What we need now is an economic plan which drives stability, driven by a united team. And that's we offer ourselves to the Australian people. We are united, they are not. And we have a plan for economic growth which I think speaks to the disaffection which we see in some Western societies right now, where the mass of ordinary voters feels that politics doesn't speak to them. Where they're exhausted by the cynicism of political elites. What we offer the Australian people is not tax cuts of $50 billion for the largest multinationals and companies in Australia. We reject that economic path, because that is a flawed plan. We do not offer Australians a tax cut for people on a million dollars a year so they can get $17,000 less - pay less tax next year than they did last year. We believe in multinationals paying their fair share. And why do we do all of these things? It's because we believe that the best way that you grow a society is by ensuring that the working class and the middle class are looked after. I want this to be a country, where when your kids are sick you can afford to go and see a doctor. I want this to be a country where no matter the economic circumstances or the post code you live in, whether or not dad has lost his job because of a decline in the mining boom, I want it to be the case that every child, in every post code, in every school, gets every opportunity. It is the best fix. I want the regions, as well as the cities, to have access to a first class National Broadband Network. I want this to be a country that doesn't put off the problems of climate change to future generations because Mr Turnbull's too scared of the climate sceptics in his own party.

I want to make sure that Townsville gets its fair share of national infrastructure work, that we have local content. I don't want to see Australian workers missing out on jobs because of rorts in the visa system which see guest workers from overseas being exploited by some unscrupulous employers, and at the same time our own welders and boilermakers, our own painters and scaffolders miss out on jobs. I want to see 'Made in Australia' mean something in the next three years.

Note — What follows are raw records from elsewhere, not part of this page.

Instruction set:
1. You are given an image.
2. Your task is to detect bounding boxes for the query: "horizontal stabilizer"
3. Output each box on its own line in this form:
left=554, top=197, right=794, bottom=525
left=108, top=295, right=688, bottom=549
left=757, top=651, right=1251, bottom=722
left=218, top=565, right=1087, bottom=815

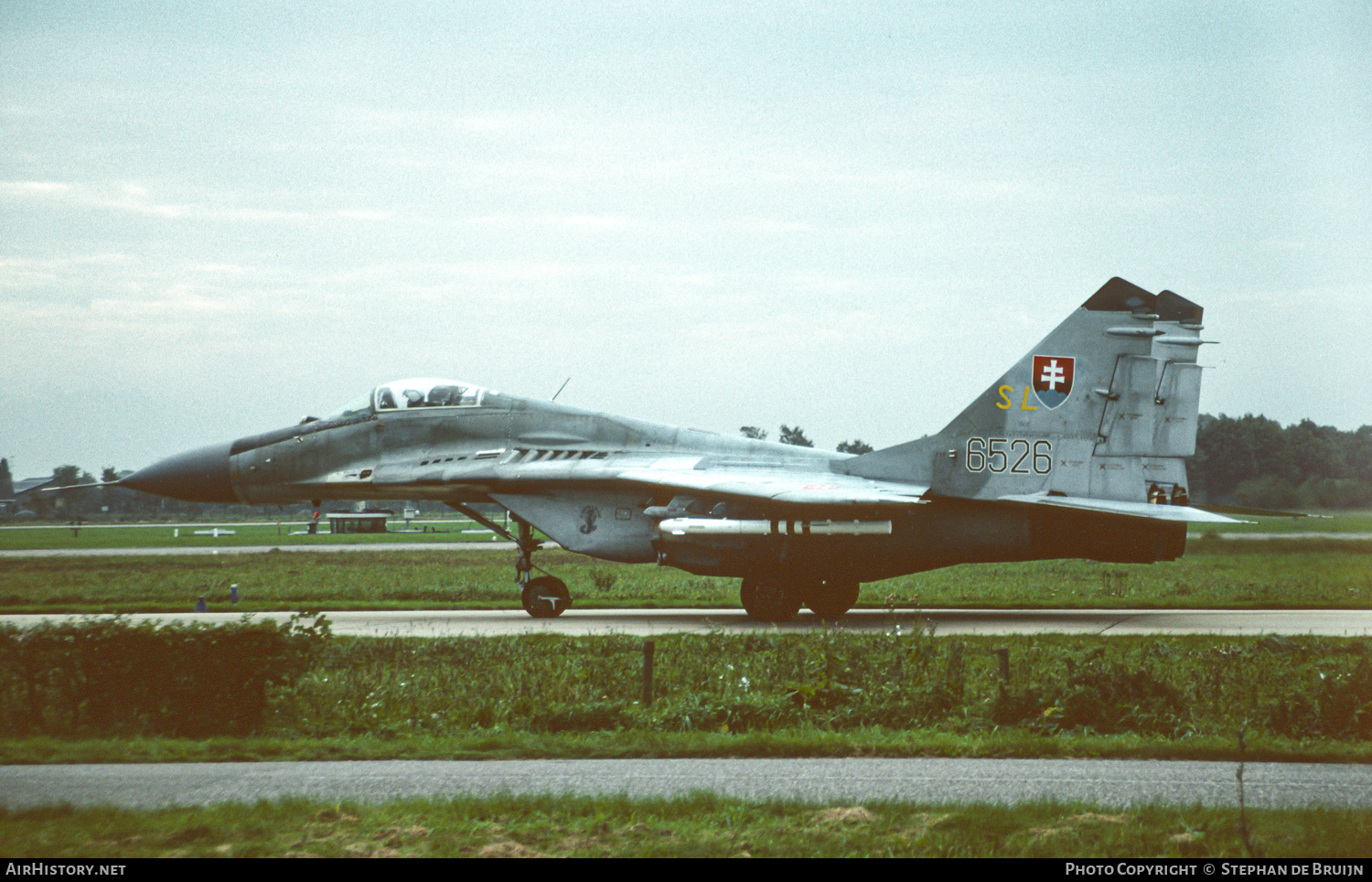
left=1001, top=494, right=1249, bottom=524
left=619, top=469, right=929, bottom=505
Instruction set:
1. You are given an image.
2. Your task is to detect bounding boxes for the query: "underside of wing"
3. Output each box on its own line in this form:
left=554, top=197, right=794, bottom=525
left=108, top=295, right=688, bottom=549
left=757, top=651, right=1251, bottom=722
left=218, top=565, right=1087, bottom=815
left=1001, top=494, right=1248, bottom=524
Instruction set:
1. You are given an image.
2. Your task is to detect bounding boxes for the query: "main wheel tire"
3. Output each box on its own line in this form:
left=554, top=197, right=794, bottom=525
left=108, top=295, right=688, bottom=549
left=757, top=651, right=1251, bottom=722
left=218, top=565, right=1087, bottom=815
left=806, top=579, right=862, bottom=618
left=520, top=576, right=573, bottom=618
left=738, top=576, right=801, bottom=621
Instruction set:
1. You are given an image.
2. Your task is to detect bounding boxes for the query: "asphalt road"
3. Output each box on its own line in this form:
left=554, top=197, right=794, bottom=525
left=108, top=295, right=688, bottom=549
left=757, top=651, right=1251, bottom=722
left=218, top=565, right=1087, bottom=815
left=0, top=758, right=1372, bottom=811
left=0, top=608, right=1372, bottom=637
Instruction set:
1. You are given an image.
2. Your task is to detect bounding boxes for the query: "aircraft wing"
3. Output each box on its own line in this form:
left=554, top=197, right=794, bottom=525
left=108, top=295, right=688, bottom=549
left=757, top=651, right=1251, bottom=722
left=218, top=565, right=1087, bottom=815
left=1001, top=494, right=1250, bottom=524
left=617, top=467, right=929, bottom=506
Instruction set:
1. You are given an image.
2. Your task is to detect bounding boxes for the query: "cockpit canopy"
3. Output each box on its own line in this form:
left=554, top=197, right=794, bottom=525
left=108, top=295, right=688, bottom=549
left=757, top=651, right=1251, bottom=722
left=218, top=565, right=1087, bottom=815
left=327, top=377, right=488, bottom=420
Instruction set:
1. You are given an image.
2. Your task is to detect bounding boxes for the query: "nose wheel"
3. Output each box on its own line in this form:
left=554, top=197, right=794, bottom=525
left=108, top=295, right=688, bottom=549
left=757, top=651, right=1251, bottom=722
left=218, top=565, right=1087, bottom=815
left=515, top=512, right=573, bottom=618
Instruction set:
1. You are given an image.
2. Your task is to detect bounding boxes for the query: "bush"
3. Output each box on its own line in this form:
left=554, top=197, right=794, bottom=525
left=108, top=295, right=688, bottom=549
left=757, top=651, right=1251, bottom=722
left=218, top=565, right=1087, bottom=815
left=0, top=616, right=329, bottom=737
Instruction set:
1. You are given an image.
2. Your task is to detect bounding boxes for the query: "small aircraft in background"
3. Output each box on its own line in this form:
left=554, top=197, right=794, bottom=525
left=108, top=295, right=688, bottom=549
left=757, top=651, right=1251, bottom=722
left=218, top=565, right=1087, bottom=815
left=118, top=278, right=1231, bottom=621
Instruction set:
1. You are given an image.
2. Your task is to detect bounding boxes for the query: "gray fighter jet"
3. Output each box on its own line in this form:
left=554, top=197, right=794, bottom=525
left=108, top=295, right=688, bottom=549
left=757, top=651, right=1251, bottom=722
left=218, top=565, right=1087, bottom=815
left=120, top=278, right=1229, bottom=621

I promise you this - that we will work every minute of every hour in the countdown to the election. This is an exciting time for this country. I know it's been an eight-week election - that was the other chap's idea - but what I can promise you is this. Just as we look at great achievements in the past of our party, and we sometimes wonder at how they managed to do it, be it Chifley and Curtain, be it Hawke and Keating - you know, the great arguments and the great fights. Be it Wayne Goss overturning the LNP regime up here. Well this is our chance to be part of this nation's future, this is our chance to be more than just a face in the crowd, and I am determined, despite what Mr Turnbull says about Medicare - we called him out on his privatisation taskforce, we caught him with his hand in the policy cookie jar of privatisation, as I saw a bloke on TV say the other night, you don't set up a taskforce for privatisation

without an outcome in mind. But what we've done is we've scored a bit of a win there, but we know that this election ultimately is a referendum on Medicare.

Every Australian can have a chance to make their vote count. On July the 3rd, if Labor is elected, we will unfreeze the rebates to GP's, we will reinstate bulk-billing incentives for blood tests and X-rays, we will keep the price down on medicine and we will properly fund our hospitals. A nation which looks after the healthcare of each other, that is a great and growing nation, it's a productive nation. Labor gives that productive economic plan for our future. Thank you very much, seven more days.